The minimal polynomial of $\zeta=\zeta_p$ is $\Phi_p(X)=(X^p-1)/(X-1)=X^{p-1}+\dots+X+1$. So 
$\Phi_p(X)=(X-\zeta)(X-\zeta^2)\dots(X-\zeta^{p-1})=\prod_\sigma (X-\sigma\zeta)$, 
where $\sigma$ walks in the Galois group of the field extension $\Bbb Q(\zeta):\Bbb Q$.
$\lambda=1-\zeta$ is a root of 
$F(X)=\Phi_p(1-X)=
p\pm \dots-X^{p-1}$ (for an odd $p$),
and we can write
$F(X)=\prod_\sigma (\sigma\lambda-X)$. So the norm of $\lambda$ is $p$, the free coefficient above. 
Now we start, and consider an arbitrary element $f(\zeta)$ in $\Bbb Z[\zeta]$, $f=f(X)\in \Bbb Z[\zeta]$.
Let $g(X)=f(1-X)\in \Bbb Z[\zeta]$, so  $g(1-X)=f(1-(1-X))=f(X)$.

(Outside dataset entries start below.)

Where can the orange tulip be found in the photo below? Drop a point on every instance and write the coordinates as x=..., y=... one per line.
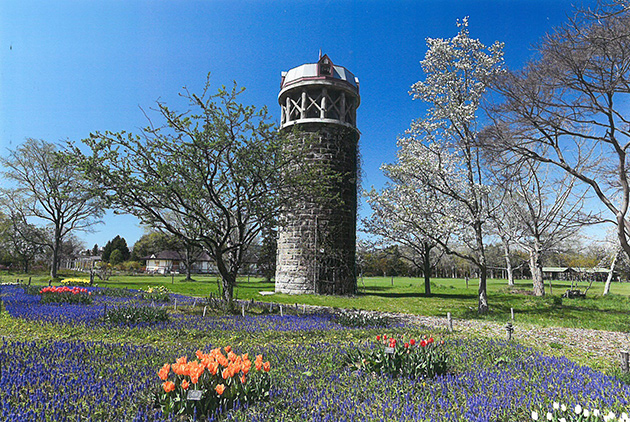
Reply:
x=163, y=374
x=220, y=389
x=213, y=368
x=168, y=386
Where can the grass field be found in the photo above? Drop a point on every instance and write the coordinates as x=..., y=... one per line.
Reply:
x=406, y=295
x=65, y=362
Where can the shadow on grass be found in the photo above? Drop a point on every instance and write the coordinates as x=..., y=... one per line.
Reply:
x=416, y=295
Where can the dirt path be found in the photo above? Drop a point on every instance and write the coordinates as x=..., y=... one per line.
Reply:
x=595, y=347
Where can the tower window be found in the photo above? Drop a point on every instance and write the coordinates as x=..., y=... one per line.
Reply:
x=325, y=66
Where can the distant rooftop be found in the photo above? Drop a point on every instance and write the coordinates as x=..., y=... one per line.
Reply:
x=323, y=69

So $f(\zeta)=g(1-\zeta)=g(\lambda)$. Working modulo $\lambda$, we just pick the free coefficient of $g$, which is an integer, so $f(\zeta)$  is congruent to an integer modulo $\lambda$. We can also "move" this integer modulo $p$ in the range $0,1,\dots,(p-1)$ (or some other representative set) by using 
$$
p=\operatorname{Norm}(\lambda)
=\lambda\cdot \prod_{\sigma\ne \text{id}}\sigma\lambda
\equiv 0\mod(\lambda)\ .
$$
This gives an explicit construction for the given isomorphism. Having it, the question may dissolve itself.